To endow the founder’s spirit of support and ownership amongst the garment decoration industry at large, we have created a way to extend the founder’s spirit and magnify the customer connection and associated results we can gain by BRINGING THE FIRE to the masses.

  • A garment decorator who believes in the Allmade vision and wants to secure access to inventory before the general market can secure their position by contributing $500. The perk secures you an inventory position as an early adopter, your first case of Allmade shirts (72), and a marketing package including a sample set of Allmade shirts. Early adopters can enhance their experience and commitment by purchasing a trip to Haiti with Allmade founders for $350.
  • Positions will start at number 11, directly after the 10 founders. Allmade founders will have priority access to inventory, and early adopter inventory positions will start filling as soon as there is inventory available. We estimate Q4 of 2017 or Q1 of 2018.
  • Early adopters will be embraced by Allmade and its founding members, invited to exclusive events and trips, and help provide feedback to our steering committee.
  • Early adopters will be listed on our website in the order in which they committed to the early adopter program.

Thank you for taking advantage of this incredible opportunity to step behind the print and Make It Better! Bring the fire!


How do the shirts print?
Allmade tri-blend shirts are market competitive with Bella Canvas and Next Level, and Allmade cotton shirts are market competitive to American Apparel and Alternative Apparel.

What will the lead times be in terms of getting them to our facility, should we sell to one of our customers? Where are the goods shipped from? How many transit days are we looking at?
Allmade will initially stock and distribute our main size and colors out of Kansas City, which is under a 3 day ship to the majority of the contiguous US. We should be able to handle orders up to 10,000 out of there and in that time frame, larger orders will take some more planning as we do not want to deplete inventory for the rest of our founding and early adopter customers.

Will there be different lead times for different colors?
We can create custom colors for any of our approved styles, a custom color order will take 6-8 weeks to complete from start to finish at a minimum of 2500 garments.

Will there be additional fits and styles?
We will be slowly expanding our fit and our line of styles, on the agenda right now are kids, racerback tanks, standard tanks, raglans, and lightweight hoodies. Custom styles will be considered for orders over 10k pieces.

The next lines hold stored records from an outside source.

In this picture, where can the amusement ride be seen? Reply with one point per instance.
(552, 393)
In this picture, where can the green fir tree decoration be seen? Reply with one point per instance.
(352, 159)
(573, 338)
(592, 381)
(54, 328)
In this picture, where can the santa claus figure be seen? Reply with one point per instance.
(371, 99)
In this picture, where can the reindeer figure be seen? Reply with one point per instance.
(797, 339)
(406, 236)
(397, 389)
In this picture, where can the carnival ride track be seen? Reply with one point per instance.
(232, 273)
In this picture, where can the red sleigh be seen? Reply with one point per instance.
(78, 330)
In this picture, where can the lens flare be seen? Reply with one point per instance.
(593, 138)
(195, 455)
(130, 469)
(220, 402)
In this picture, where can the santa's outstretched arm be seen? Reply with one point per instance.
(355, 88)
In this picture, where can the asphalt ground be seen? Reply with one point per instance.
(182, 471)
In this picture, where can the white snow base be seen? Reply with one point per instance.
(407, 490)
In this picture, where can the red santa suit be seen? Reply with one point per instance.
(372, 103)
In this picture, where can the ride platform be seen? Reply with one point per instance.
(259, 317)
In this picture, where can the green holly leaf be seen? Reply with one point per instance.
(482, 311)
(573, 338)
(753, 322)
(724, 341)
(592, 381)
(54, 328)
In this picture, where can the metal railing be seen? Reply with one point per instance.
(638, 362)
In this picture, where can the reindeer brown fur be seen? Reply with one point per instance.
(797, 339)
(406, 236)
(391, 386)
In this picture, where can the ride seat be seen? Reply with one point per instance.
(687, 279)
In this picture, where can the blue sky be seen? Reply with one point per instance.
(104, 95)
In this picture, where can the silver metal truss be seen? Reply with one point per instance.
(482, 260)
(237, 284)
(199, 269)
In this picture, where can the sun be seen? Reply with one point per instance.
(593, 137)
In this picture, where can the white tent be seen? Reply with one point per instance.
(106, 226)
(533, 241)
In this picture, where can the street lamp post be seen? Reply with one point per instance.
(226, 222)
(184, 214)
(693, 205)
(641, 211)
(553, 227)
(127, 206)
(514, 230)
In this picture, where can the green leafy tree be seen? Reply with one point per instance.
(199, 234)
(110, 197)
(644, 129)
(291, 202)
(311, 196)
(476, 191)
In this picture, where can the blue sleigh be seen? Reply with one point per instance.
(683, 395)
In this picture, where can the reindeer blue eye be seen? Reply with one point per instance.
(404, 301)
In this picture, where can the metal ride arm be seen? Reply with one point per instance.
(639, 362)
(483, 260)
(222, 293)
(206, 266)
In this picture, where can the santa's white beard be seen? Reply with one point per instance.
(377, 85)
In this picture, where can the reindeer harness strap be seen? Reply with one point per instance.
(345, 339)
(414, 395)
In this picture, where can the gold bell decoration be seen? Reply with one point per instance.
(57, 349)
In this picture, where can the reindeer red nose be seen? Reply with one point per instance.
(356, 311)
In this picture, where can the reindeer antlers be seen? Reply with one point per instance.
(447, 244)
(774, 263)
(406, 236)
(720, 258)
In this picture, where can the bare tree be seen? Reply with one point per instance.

What exactly will the Early Adopter role include? 
First of all it, it secures an inventory position for you. We will open up ordering and inventory to early adopters in the order in which they committed to this perk. As we have more inventory to distribute, we will open it up to the next early adopter in sequential order. Becoming a part of this special group also includes inclusion in our founder updates, marketing material and sample packs, invitations to special events and trips, an invitation to provide feedback to our steering committee, and your first case of t-shirts as soon as we can open up inventory. Early adopters will be listed on our website in order in which they committed to the early adopter program.